There are various reasons for this. Maybe you are decoding the text into code points rather than operate in the domain of bytes (you shouldn't need to decode the entire input to search for newlines). Maybe you are traversing the file one character/byte at a time looking for LF.

An efficient solution to this problem employs the use of vectorized CPU instructions (like AVX/AVX2) which can scan several bytes at a time looking for a sentinel value or matching a byte mask. So instead of 1 instruction per input byte, you have 1/n. Your C runtime library probably has assembly implementations of memchr(), strchr(), and similar functions and automatically chooses the newest/fastest assembly/instructions supported by the run-time CPU (glibc does).

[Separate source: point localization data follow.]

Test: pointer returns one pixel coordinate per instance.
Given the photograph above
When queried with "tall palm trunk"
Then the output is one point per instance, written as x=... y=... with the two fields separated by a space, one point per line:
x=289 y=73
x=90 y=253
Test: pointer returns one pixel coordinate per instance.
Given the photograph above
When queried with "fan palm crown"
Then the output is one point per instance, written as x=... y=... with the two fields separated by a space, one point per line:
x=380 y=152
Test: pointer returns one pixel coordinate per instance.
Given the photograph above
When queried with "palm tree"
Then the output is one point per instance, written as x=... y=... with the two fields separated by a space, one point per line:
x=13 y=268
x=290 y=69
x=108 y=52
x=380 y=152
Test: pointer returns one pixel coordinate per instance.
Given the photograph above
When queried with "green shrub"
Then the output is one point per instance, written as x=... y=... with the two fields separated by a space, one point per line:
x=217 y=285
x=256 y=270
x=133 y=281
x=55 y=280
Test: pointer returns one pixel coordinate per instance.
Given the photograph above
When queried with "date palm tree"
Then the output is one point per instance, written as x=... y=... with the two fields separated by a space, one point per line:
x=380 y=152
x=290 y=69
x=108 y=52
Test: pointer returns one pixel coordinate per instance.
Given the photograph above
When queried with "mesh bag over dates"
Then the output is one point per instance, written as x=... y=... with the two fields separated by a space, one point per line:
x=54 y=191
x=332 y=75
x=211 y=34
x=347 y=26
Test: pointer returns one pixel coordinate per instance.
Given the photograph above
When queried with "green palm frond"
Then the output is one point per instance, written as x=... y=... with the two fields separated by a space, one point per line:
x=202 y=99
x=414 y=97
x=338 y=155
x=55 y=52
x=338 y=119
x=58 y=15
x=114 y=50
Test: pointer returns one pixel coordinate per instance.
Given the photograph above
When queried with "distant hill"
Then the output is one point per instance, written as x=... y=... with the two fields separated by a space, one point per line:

In theory, compilers recognize such patterns and emit modern vectorized instructions automagically. In reality, because the default target ISA of compilers is relatively ancient compared to what your CPU is capable of (see previous section), you are stuck with old instructions and linear scanning. Your best bet is to stick with functions in the C runtime that are probably backed by assembly. (Although watch out for function call overhead.)

Another culprit causing inefficiency is hashing each line. The hashing is performed to reduce equivalence testing to a u32/u64 compare rather than strcmp(). Many implementations don't seem to give much consideration to the hashing algorithm, using something like crc32 or djb2. An inefficiency here is many older hashing algorithms operate at the byte level: you need to feed in 1 byte at a time, update state (XOR if often employed), then feed in the next byte. This is inefficient because it throws away the instruction pipelining and superscalar properties of modern CPUs. A better approach is to use a hashing algorithm that digests 4, 8, or more bytes at a time. Again, this lowers run-time from ~n cycles per byte to ~1/n.

Another common inefficiency is computing the lines and hashes of content in the common prefix and suffix. Use of memcmp() (or even better: hand-rolled assembly to give you the offset of the first divergence) is more efficient, as again, your C runtime library probably has assembly implementations of memcmp() which can compare input at near native memory speed.

I quite enjoy this example because it demonstrates that something that is seemingly O(n) is slower than O(nlog(n))/O(n^2). This is because often the result of the optimization reduces the n of the expensive algorithm to such a small value that the computational complexity is trivial. Compilers targeting ancient microarchitectures and failing to leverage vectorized instructions which unlock superlinear performance further shift the time towards the O(n) optimizations.

Conclusion

Computers and software can be surprisingly slow for surprising reasons. While this post was long and touched on a number of topics, it only scratched the surface of potential topics. I could easily find another 10 topics to write about. But that will have to be for another post.

Before I go, if you find inaccuracies in this post, please shoot me an email (address in resume in site header) so I can correct the post, as I don't want to unintentionally mislead others.

Also, computers and software are complex. When it comes to performance and optimizations, always be measuring. The issues I described could be manifesting in your software and environments but the effort to address them may not be worth the reward. Computers and software, like life, are full of trade-offs. Performance is just one trade-off. Please don't cargo cult my advice without measuring and applying critical thinking first.